Gamblers no longer have to attend dog tracks if they want to have to have a bet — a crucial factor in this development.

Betting shops show the racing on TV screens and now stay open late into the night and the races are broadcast live on Sky Sports every week.

Furthermore, the explosion of online and mobile gambling has accelerated change.

Mr Henwood challenged the narrative that televising dog racing has damaged the sport.

He said: “I think it’s been actually a plus rather than a minus, because I think the showing of the dogs has given it a national appeal.

“People see it on there [television] then it makes them want to come to the dogs.

“In the same way that it improved the football in some respects.”

However, although football fans can enjoy the Premier League from their armchairs, stadiums remain full despite high ticket prices.

Mr Matthews said: “They still keep their attendances and we’ve fallen behind the times.

“If you look at snooker and boxing, you’ve got Barry Hearn behind those sports revamping them.

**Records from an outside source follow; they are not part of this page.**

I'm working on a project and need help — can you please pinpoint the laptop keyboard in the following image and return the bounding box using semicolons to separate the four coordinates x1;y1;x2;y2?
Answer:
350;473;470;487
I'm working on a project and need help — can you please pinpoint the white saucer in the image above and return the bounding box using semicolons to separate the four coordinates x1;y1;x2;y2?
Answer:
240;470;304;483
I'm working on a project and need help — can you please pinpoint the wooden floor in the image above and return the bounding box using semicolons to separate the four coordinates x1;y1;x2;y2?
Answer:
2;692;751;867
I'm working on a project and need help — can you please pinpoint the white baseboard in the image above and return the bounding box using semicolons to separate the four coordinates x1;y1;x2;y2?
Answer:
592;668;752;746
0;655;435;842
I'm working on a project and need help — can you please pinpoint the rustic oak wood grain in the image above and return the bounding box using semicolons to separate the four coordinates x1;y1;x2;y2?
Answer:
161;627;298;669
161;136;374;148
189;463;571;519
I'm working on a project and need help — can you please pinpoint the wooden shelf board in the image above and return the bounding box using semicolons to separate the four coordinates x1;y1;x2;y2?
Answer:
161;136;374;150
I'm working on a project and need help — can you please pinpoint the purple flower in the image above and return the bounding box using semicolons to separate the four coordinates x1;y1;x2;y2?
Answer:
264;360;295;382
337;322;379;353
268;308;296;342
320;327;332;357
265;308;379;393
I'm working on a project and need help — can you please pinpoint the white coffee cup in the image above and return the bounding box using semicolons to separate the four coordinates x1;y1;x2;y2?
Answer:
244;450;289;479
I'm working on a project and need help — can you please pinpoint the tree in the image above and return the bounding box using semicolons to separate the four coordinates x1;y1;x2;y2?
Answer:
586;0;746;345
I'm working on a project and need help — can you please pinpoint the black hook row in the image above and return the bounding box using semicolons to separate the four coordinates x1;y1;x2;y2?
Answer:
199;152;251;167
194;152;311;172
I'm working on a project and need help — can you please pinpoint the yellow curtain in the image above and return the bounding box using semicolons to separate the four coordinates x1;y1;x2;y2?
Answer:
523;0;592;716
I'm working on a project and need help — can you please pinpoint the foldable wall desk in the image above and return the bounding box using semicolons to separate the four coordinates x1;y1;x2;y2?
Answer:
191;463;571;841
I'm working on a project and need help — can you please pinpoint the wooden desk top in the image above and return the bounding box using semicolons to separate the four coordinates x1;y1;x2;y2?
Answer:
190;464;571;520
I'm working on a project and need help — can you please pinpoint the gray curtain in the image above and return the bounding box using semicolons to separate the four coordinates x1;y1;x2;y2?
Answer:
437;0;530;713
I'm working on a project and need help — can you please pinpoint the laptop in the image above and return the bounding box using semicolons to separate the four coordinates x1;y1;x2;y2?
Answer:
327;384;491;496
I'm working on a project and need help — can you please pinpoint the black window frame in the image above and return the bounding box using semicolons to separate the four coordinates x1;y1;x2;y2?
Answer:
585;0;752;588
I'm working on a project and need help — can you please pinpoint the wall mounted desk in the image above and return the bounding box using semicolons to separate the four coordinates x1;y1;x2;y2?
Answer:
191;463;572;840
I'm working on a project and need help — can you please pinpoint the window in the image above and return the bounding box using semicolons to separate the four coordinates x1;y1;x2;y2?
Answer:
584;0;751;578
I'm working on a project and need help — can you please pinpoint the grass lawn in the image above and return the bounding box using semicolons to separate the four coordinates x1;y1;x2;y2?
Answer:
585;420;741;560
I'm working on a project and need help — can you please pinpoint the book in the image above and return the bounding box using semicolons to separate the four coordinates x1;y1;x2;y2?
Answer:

“The athlete Michael Johnson said athletics needs to be re-branded to become more popular again and it’s the same with greyhound racing.”

No such saviour has emerged for dog racing, therefore increasing the possibility of Wimbledon going the same way as Walthamstow, White City, Hackney, Haringey and the rest of our capital’s lost dog tracks.

This would be hugely symbolic for the sport as the SW17 stadium, home of the Derby — greyhound racing’s most prestigious race — has been coined the Wembley of dog racing.

It seemed as if AFC Wimbledon were set to take-over the Plough Lane site until Boris Johnson ‘called in’ their plans to build 602 flats and a 20,000 all-seater stadium.

New London Mayor Sadiq Khan has promised a decision soon, though he has in the past expressed concerns about the plans that were unanimously approved by Merton Borough Council.

The issue was complicated recently by heavy rain that caused the precincts of the stadium to flood, which some have argued is proof that the site is not fit for housing.

What happens now depends on Mr Khan.